We think ourselves unique just because some vices make us healthy and others turn out to kill us. But the convergent evolution between smoking and exercising has a strange vanishing point. Cigarettes help you lose weight after all, and calm the nerves. Same as cycling. Same as running.
We’re all cruising around trying to get our sexy little packages on. Some of us glimmer. Others shine. Some wind up in the ditch with the other butts, ciggie type and otherwise. Some of us just like to get there with a little less coughing, hacking and overall bodily decay. That’s why we run and ride. See you on the side of the road.



I loved this post. As a sometimes casual smoker, I identified with your comments. It is something I do when I am stressed or when I drink too much. It is cool and it makes you part of a club to hang out in a darkened alcove to smoke. It is like a secret meeting where you are real with no bullshit….Alas, it is really bad for you and my smoking days are becoming few and far between. Running helps.
They whack the cigarettes to pack them….It makes the tobacco tighter within the paper thus forcing it to burn more slowly. (You now know a little secret)
Thanks Jennifer. Ironically, the woman to whom I referred in the article (in part) was also named Jennifer. Must be a Jennifer thing, that smoking. Ha ha. Actually I liked it in her, if that seems strange to say. It was like an admission of sorts, that she was not perfect.
And that’s kind of my point in this essay, that empathy is deserved and hopefully given in both directions. And thanks for letting me know about the pack whacking. Never new that. Ha ha. Your readership and comments are much appreciated. I liked how you described the appeal of smoking. I think we all need that kind of sequestered feel, and too seldom seek it.

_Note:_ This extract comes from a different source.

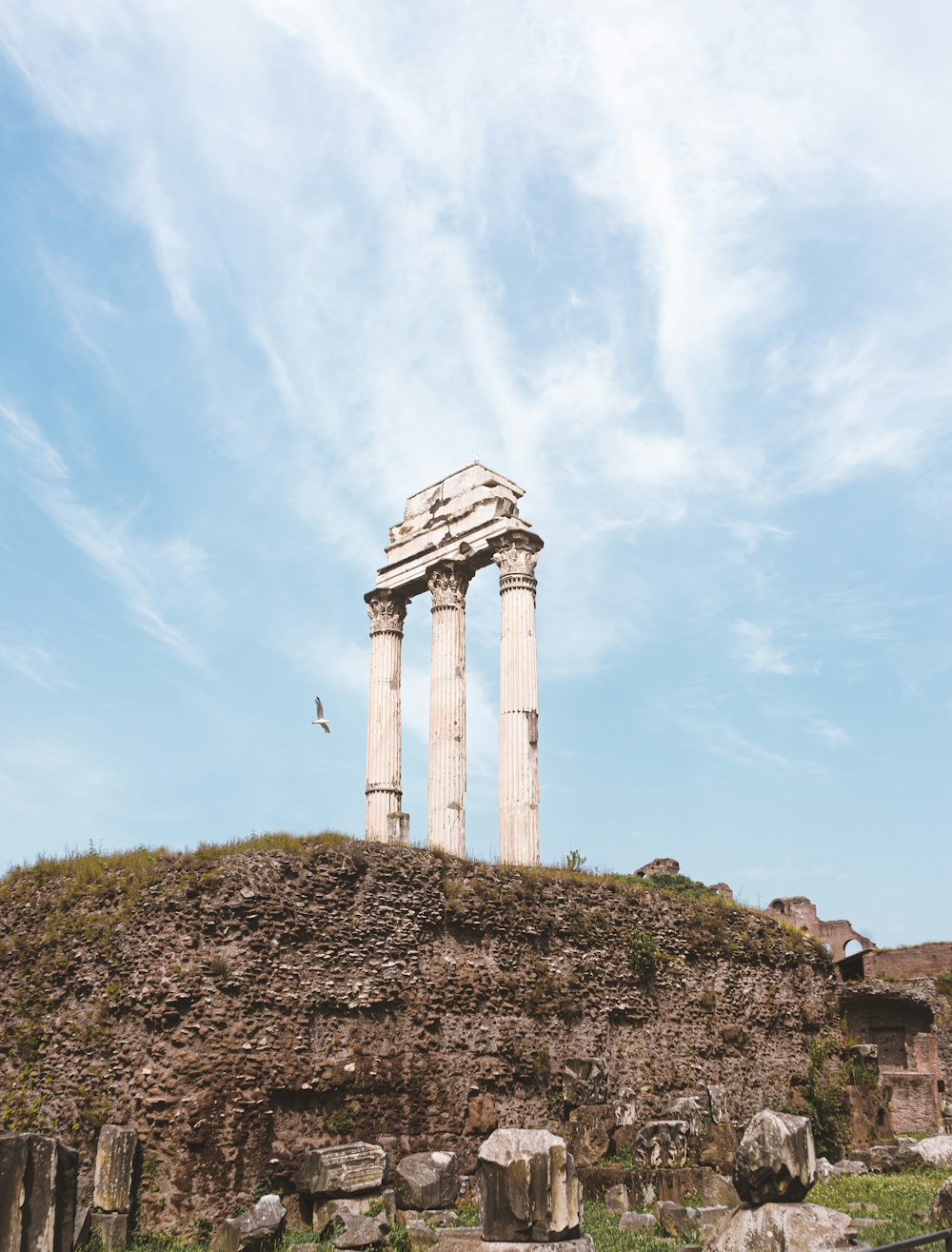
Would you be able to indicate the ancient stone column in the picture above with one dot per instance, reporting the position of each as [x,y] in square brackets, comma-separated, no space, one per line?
[516,556]
[386,611]
[446,804]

In response to the “Old School Smoking” paragraph. It reminds me of “The Chronicle” located at 2601 E. Main Street. I recall a box fan war that occured between sales and the editorial types one day, where second hand smoke was brought to a new level of chemical warfare. It made mustard gas seem like a second class ordnance. Childish, but very funny stuff.
That’s exactly what I was writing about. That office on the east side. I guess I remember that box fan war, too!